– Чего бы ни стоило, а этот перстень должен принадлежать мне, – сказала она едва внятным голосом, наклонив ко мне голову. – Уговорите батюшку купить его для меня.

Петр Андреич, по любви родительской, скоро на то согласился. Начался торг. Как нарочно, на перстень нашлось множество охотников; но они надбавляли по безделице, и Петр Андреич стоял твердо в своем намерении. Наконец совместники его замолкли. Молот ударил уже в другой раз: Линдин торжествует, он вынул уже бумажник и хотел отсчитать деньги, как чей-то голос, будто мне знакомый, выходивший из толпы посетителей, разом надбавил несколько сот рублей…
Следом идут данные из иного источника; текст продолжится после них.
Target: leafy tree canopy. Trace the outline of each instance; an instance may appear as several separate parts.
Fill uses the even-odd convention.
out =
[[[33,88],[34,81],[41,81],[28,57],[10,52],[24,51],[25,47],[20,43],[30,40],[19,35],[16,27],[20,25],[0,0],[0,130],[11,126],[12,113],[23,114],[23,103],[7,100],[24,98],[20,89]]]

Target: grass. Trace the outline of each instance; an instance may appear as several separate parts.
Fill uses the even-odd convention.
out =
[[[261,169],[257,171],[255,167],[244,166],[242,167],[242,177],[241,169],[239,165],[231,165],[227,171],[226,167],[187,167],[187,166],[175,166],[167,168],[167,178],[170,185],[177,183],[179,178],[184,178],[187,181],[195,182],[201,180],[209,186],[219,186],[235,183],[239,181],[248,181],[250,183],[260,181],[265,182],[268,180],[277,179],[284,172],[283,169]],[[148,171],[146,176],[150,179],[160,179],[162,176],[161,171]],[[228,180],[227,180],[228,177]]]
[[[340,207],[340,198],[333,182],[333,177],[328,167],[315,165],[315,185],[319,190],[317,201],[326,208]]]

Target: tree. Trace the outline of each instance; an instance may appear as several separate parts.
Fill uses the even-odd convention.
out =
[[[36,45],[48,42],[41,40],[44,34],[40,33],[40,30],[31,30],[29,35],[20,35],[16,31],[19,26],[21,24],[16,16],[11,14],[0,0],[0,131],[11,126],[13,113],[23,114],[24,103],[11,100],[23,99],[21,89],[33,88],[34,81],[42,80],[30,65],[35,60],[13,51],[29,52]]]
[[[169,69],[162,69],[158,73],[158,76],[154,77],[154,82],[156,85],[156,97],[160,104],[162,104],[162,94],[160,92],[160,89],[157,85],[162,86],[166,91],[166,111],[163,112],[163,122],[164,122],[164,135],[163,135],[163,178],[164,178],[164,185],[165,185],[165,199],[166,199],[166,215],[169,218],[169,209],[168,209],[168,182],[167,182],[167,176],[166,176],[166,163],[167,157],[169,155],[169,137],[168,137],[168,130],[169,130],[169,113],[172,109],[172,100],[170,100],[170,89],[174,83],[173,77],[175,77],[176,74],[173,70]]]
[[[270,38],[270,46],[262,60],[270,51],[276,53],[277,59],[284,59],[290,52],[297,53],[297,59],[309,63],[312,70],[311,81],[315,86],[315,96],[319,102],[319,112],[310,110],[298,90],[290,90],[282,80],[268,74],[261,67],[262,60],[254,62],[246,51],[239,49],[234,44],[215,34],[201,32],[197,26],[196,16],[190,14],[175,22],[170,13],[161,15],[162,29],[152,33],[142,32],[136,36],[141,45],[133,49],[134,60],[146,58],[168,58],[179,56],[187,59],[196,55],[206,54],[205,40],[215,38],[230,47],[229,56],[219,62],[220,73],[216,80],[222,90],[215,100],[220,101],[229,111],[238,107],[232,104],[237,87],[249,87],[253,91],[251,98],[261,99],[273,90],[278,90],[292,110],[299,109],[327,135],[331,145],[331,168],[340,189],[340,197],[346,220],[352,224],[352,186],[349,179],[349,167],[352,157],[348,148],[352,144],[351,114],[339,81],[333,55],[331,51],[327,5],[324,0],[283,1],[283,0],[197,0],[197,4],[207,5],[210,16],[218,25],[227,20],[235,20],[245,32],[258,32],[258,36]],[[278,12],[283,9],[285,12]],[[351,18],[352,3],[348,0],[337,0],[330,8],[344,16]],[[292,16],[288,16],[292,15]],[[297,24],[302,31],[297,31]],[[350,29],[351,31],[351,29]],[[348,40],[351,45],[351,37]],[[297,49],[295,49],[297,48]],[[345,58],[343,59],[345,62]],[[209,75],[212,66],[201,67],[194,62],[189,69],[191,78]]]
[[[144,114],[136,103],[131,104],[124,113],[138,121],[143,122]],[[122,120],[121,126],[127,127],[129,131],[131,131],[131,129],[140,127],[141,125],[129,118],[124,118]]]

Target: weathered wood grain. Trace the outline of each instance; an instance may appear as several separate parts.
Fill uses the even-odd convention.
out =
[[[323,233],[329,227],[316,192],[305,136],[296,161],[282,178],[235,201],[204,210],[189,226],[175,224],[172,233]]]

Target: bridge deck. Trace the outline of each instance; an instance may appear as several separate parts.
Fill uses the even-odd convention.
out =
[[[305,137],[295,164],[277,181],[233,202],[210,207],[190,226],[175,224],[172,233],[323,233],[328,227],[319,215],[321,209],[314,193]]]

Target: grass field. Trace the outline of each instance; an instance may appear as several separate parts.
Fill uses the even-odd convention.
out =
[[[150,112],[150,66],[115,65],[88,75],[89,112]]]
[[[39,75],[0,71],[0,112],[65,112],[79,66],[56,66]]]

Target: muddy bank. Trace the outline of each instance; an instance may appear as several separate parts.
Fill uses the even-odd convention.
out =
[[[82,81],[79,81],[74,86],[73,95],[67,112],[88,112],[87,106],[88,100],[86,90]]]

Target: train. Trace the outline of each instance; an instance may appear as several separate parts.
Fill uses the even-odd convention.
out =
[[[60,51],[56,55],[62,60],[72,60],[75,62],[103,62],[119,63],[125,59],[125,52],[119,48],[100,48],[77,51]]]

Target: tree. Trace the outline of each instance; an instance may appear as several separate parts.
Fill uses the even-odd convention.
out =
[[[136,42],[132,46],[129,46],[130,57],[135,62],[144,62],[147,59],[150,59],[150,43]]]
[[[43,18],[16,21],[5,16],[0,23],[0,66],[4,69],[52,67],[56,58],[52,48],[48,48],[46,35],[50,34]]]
Зрители онемели от удивления; глубокое, продолжительное молчание последовало за страшным вызовом к аукционному бою. О Глафире и говорить нечего: внезапный страх овладел ею; бледная и безмолвная, она устремила на отца глаза свои, коими умоляла его не уступать противнику драгоценного ей перстня; но Линдин отказался надбавлять цену, и без того уже высокую. Я решился было войти с дерзким невидимкой в торговое состязание и заставить его отказаться от добычи; но кончено: роковой молот ударил в третий раз…

Вдруг Глафира помертвела и тихо опустилась мне на руки… Этот удар, казалось, решил судьбу ее жизни. Между тем, как мы суетились около нее, незнакомый покупщик расплатился, взял перстень и исчез. Глафира опомнилась и я, посадив ее в карету, возвратился домой с досадой, с грустью в сердце. Оно было полно темного, зловещего предчувствия.


Вечером, приехав к Линдиным, я был поражен болезненным видом Глафиры и необыкновенною веселостью Петра Андреича. Он не замечал, по-видимому, ни страданий дочери, ни скуки гостей и был занят одним Вашиаданом (Петр Андреич вспомнил, наконец, имя своего старого приятеля), который приехал прежде меня и успел уже со всеми познакомиться. Если бы не голос его да фиолетовые очки, я не узнал бы в нем важного, таинственного соседа моего по театру: он был говорлив, весел, развязан и нисколько не казался стариком в шестьдесят лет.

Это новое приобретение, как выражался Линдин, утешало его до крайности; он восхищался заранее своим Чацким. Причина его восторга была понятна; но что произвело такое сильное потрясение в Глафире? Уже ли одна неудача в покупке перстня? Она не была так малодушна. Или голос Вашиадана пробудил в ней воспоминание о потерянном друге? Ясно было лишь то, что она скрывала в груди своей какую-то новую и страшную тайну; но изведать оную не позволяли ни время, ни благоразумие. Однако я решился спросить ее, в состоянии ли она играть сегодня. Этот вопрос вывел ее из задумчивости.

– Разве вы почитаете меня больной? – спросила она в свою очередь.

– Не больною, но расстроенною от давешнего… Она прервала меня с живостью: "Не договаривайте; в самом деле, я не знаю, буду ли в силах играть теперь; но, чтоб не огорчить батюшку, постараюсь преодолеть свою робость".

– И будто одну робость? – спросил я испытующим голосом.

– Господа, господа, – провозгласил Петр Андреич, хлопая в ладоши, – что же наша репетиция? Все актеры налицо – начнемте…

Во весь вечер чудный гость Линдина был в полной мере героем и душою общества. Нельзя было надивиться той свободе, с какою он, как бы сам того не примечая, переменял обхождение, разговор с каждым из собеседников, умел применяться к образу мыслей, к привычкам, к образованности каждого, умел казаться веселым и любезным с девушками, важным и рассудительным со стариками, ветреным с молодежью, услужливым и внимательным к пожилым дамам. К концу вечера он получил двадцать одно приглашение; однако, по-видимому, не желал умножать знакомств и уклонялся от зовов, говоря, что едет из Москвы немедленно после представления, в коем участвует лишь из дружбы к старому своему приятелю.